Einen neuen "Simulator Assistenzsysteme" (SAS) präsentiert MBtech auf der Automotive Testing Expo 2010 in Stuttgart. Hinter dem Steuer einer umgebauten Mercedes-Benz S-Klasse werden die Funktionsweisen der aktiven Fahrerassistenzsysteme direkt erfahrbar.
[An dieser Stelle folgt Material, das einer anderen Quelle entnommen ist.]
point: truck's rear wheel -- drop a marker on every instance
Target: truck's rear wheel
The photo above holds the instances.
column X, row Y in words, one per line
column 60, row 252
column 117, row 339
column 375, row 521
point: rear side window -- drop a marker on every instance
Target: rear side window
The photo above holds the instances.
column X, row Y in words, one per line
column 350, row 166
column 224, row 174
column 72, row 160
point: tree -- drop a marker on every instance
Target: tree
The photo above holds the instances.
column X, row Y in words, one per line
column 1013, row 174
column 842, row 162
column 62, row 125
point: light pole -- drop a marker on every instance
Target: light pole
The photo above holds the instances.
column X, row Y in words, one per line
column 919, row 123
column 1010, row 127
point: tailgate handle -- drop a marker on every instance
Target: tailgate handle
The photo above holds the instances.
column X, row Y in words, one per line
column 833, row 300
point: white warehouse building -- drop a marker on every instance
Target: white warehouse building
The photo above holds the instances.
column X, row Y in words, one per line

Zu den erlebbaren Assistenzsystemen gehören der Abstandsregeltempomat Distronic Plus mit den kollisionsvermeidenden Funktionen Bremsassistent Plus und Pre-Safe Bremse, der Aktive Spurhalte-Assistent, der Aktive Totwinkel-Assistent sowie der Geschwindigkeitslimit-Assistent. In entsprechenden Nachtszenarien kommen im Simulator zudem der Adaptive Fernlicht-Assistent oder die Müdigkeitserkennung Attention Assist zum Einsatz.
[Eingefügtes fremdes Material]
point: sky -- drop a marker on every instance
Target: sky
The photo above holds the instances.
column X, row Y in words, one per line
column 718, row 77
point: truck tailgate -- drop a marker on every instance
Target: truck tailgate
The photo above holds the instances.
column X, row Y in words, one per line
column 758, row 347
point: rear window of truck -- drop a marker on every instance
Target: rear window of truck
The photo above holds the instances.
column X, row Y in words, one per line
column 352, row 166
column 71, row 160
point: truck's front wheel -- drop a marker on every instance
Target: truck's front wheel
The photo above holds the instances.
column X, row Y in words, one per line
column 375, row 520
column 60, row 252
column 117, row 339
Elf leistungsstarke Rechner sorgen in Verbindung mit weiteren Lösungen dafür, dass die Tour in dem für die Daimler AG realisierten Demonstrator so wirklichkeitsnah wie möglich ausfällt. Die hochauflösende Bildsimulation erfolgt über sieben Kanäle: Drei Monitore befinden sich vor dem Fahrzeug, drei in den Außen- und Innenspiegeln; durch einen zusätzlichen Bildschirm kann Publikum die Testfahrt aus der Vogelperspektive mitverfolgen. Wie beispielsweise der Attention Assist funktioniert, veranschaulicht der Fahrsimulator, indem er simultan zum Bild die Lenkreaktionen des Testfahrers auf einer realen Fahrt wiedergibt. Bei anderen elektronischen Helfern wie dem Notbremssystem simuliert der SAS zusätzlich interaktiv die Nick- und Wankbewegungen der gesamten Karosserie sowie die Betätigung des Geschwindigkeits- und Bremspedals. Der Engineering- und Consulting-Dienstleister übernahm beim SAS-Fahrzeugumbau neben dem Projektmanagement auch die Implementierung der mechanischen und elektrischen Systeme sowie diverser Software-Lösungen. Die Lenksäule wurde durch einen Elektromotor ersetzt, der Antriebsstrang inklusive Kraftstofftank entfernt sowie das vorhandene Hydrauliksystem des Serienfahrwerks modifiziert, um die Nick- und Wankbewegungen der Karosserie während der virtuellen Testfahrt nachzubilden.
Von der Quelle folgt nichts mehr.